Regulator was right to bring James Hardie case to court

Letter by ASIC Chairman, Tony D’Aloisio, published in the Australian Financial Review, p43 on Wednesday 22 December 2010

I wish to correct errors in your editorial “ASIC culture under a cloud” (December 20). These are:

  1. That ASIC erred in bringing proceedings for breach of s180 (1) of the Corporations Act against the non-executive directors. The draft ASX market release was misleading (both the trial judge and Court of Appeal held that). There was a clear case to answer on the approval of the release which was in the public interest to bring. No error of judgment was made by ASIC in bringing these proceedings.
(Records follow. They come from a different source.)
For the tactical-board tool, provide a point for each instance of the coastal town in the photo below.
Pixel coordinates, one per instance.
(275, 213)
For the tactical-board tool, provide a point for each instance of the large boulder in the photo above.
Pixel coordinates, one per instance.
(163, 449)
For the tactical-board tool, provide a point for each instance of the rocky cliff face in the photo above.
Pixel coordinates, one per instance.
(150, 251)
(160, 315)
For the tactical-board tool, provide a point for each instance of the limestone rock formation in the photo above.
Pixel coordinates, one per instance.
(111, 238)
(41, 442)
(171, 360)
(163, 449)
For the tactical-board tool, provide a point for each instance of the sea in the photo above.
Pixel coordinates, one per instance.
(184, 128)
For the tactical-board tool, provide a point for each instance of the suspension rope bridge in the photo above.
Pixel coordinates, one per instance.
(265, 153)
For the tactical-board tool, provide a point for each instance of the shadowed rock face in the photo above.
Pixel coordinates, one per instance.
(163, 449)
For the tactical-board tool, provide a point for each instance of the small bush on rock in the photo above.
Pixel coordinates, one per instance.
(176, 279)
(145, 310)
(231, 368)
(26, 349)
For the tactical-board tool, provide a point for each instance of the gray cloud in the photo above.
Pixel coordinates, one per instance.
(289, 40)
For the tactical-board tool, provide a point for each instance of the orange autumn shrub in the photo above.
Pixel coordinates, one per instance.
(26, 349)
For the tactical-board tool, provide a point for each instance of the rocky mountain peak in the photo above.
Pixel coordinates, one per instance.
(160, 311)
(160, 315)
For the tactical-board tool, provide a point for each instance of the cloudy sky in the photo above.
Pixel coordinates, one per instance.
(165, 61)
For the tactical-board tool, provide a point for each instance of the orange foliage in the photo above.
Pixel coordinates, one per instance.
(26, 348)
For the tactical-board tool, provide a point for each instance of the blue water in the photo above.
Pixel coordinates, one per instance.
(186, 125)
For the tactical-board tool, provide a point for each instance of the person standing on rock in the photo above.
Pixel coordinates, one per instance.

  2. That ASIC was ‘sneaky’ in conducting its case. This is incorrect and is not what the Court of Appeal said. As I have explained in detail in an opinion piece which is available on our website. ASIC has at all times complied with the Model Litigant rules. In essence we played by the rules as they existed before the Court of Appeal’s ruling. We did not understand that the law required us to call the legal adviser. We did make his draft statement available to all defendants.

  3. It is not correct to say that after the James Hardie case we would push the regulatory rules to the limit against directors. I have said that ASIC’s job is to enforce the law as is given to it by Parliament. When asked if we would seek changes to the law, I have said we will only go to Parliament for additional powers after we have shown that we have pushed the existing regulatory regime to the limit. In other words, not to seek to add new laws until policy deficiencies are shown in existing laws. What I have also said is that litigation is fraught with risk. Win or lose, ASIC needs to be prepared to bring actions where there is a case to answer and which are in the public interest.

  4. The comment that ASIC has let its “crusading zeal cloud its judgment” is incorrect. ASIC carefully considers each action it takes on and it has in place significant checks and balances in the decision making process including full Commission approval for major matters.

The editorial concluded by saying that ASIC must pursue directors for substantive failings and ASIC is entitled to test the boundaries of the law on directors’ duties. Where there is a case to answer, we agree and we do! We have in the James Hardie case.